Beginners Guide: Apache Spark Machine Learning with Large Data

This informative tutorial walks us through using Spark's machine learning capabilities and Scala to train a logistic regression classifier on a larger-than-memory dataset.

By Dmitry Petrov, FullStackML.

What if you want to create a machine learning model but realized that your input dataset doesn't fit your computer memory? Usual you would use distributed computing tools like Hadoop and Apache Spark for that computation in a cluster with many machines. However, Apache Spark is able to process your data in local machine standalone mode and even build models when the input data set is larger than the amount of memory your computer has. In this blog post, I'll show you an end-to-end scenario with Apache Spark where we will be creating a binary classification model using a 34.6 gigabytes of input dataset. Run this scenario in your laptop (yes, yours with its 4-8 gigabytes of memory and 50+ gigabytes of disk space) to test this.

Choose Dataset
Choose dataset.

1. Input data and expected results

In the previous post we discussed "How To Find Simple And Interesting Multi-Gigabytes Data Set". The Posts.xml file from this dataset will be used in the current post. The file size is 34.6 gigabytes. This xml file contains the posts data as xml attributes:

  • Title - post title
  • Body - post text
  • Tags - list of tags for post
  • 10+ more xml-attributes that we won't use.

The full dataset with Posts.xml file is available here at Additionally I created a smaller version of this file with only 10 items\posts in it. This file contains a small size of original dataset. This data is licensed under the Creative Commons license (cc-by-sa).

As you might expect, this small file is not the best choice for model training. This file is only good for experimenting with your data preparation code. However, the end-to-end Spark scenario from this article works with this small file as well. Please download the file from here.

Our goal is to create a predictive model which predicts post Tags based on Body and Title. To simplify the task and reduce the amount of code, we are going to concatenate Title and Body and use that as a single text column.

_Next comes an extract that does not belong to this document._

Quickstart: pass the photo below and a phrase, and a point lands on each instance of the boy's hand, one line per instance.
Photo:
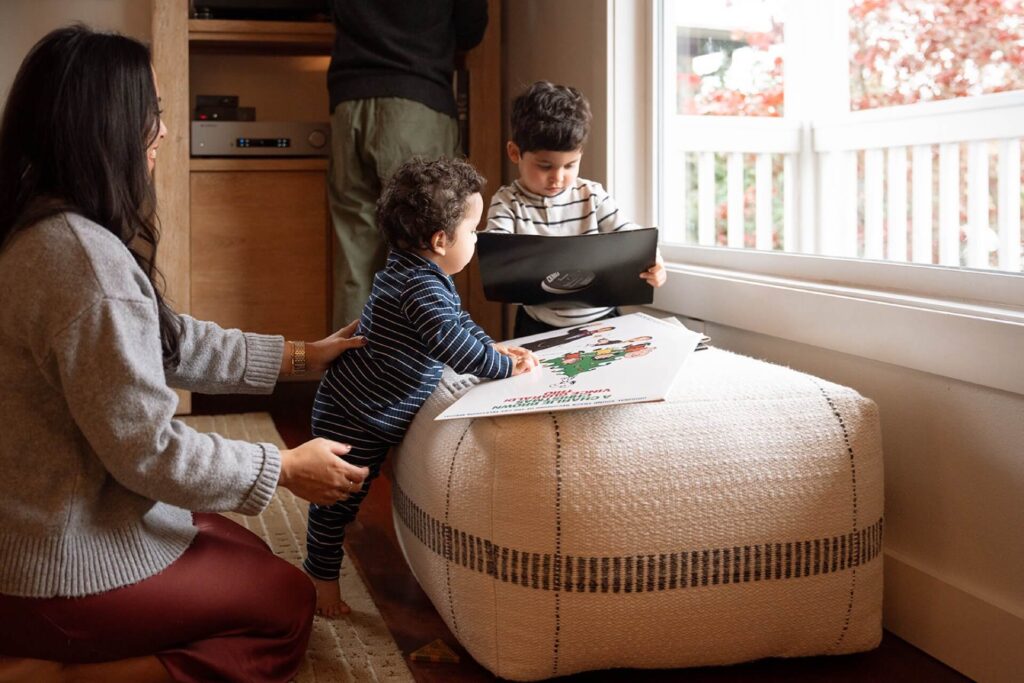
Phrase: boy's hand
(523, 359)
(655, 274)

It might be easy to imagine how this model should work in the web site – the user types a question and the web size automatically gives tags suggestion.

Assume that we need as many correct tags as possible and that the user would remove the unnecessary tags. Because of this assumption we are choosing recall as a high priority target for our model.

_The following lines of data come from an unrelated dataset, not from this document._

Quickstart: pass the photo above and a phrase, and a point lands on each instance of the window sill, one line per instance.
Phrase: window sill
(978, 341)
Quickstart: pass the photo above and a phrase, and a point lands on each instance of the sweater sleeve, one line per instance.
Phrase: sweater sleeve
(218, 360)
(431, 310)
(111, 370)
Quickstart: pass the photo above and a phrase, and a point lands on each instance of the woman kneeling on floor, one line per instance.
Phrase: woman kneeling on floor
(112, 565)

2. Binary and multi-label classification

The problem of stackoverflow tag prediction is a multi-label classification one because the model should predict many classes, which are not exclusive. The same text might be classified as “Java” and “Multithreading”. Note that multi-label classification is a generalization of different problems – multi-class classification problem which predict only one class from a set of classes.

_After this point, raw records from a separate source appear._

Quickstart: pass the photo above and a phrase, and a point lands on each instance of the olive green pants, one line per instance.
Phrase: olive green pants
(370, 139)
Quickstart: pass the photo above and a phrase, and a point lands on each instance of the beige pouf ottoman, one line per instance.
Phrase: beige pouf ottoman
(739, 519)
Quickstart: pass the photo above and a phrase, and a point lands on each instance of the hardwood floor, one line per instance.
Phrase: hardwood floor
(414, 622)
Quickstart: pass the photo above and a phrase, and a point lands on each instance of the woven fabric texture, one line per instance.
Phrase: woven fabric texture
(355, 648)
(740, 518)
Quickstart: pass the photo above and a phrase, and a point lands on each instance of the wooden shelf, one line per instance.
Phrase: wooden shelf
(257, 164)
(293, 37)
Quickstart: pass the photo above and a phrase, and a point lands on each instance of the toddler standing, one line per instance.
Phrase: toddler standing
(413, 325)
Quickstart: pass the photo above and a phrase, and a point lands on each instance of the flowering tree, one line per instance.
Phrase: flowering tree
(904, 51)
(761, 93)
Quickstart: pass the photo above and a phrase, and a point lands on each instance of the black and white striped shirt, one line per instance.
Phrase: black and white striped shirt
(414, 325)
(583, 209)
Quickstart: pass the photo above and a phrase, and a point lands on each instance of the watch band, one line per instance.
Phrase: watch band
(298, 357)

To simplify our the first Apache Spark problem and reduce the amount of code, let’s simplify our problem. Instead of training a multi-label classifier, let’s train a simple binary classifier for a given tag. For instance, for the tag “Java” one classifier will be created which can predict a post that is about the Java language.

By using this simple approach, many classifiers might be created for almost all frequent labels (Java, C++, Python, multi-threading etc…). This approach is simple and good for studying. However, it is not perfect in practice because by splitting predictive models by separate classifiers, you are ignoring the correlations between classes. Another reason – training many classifiers might be computationally expensive.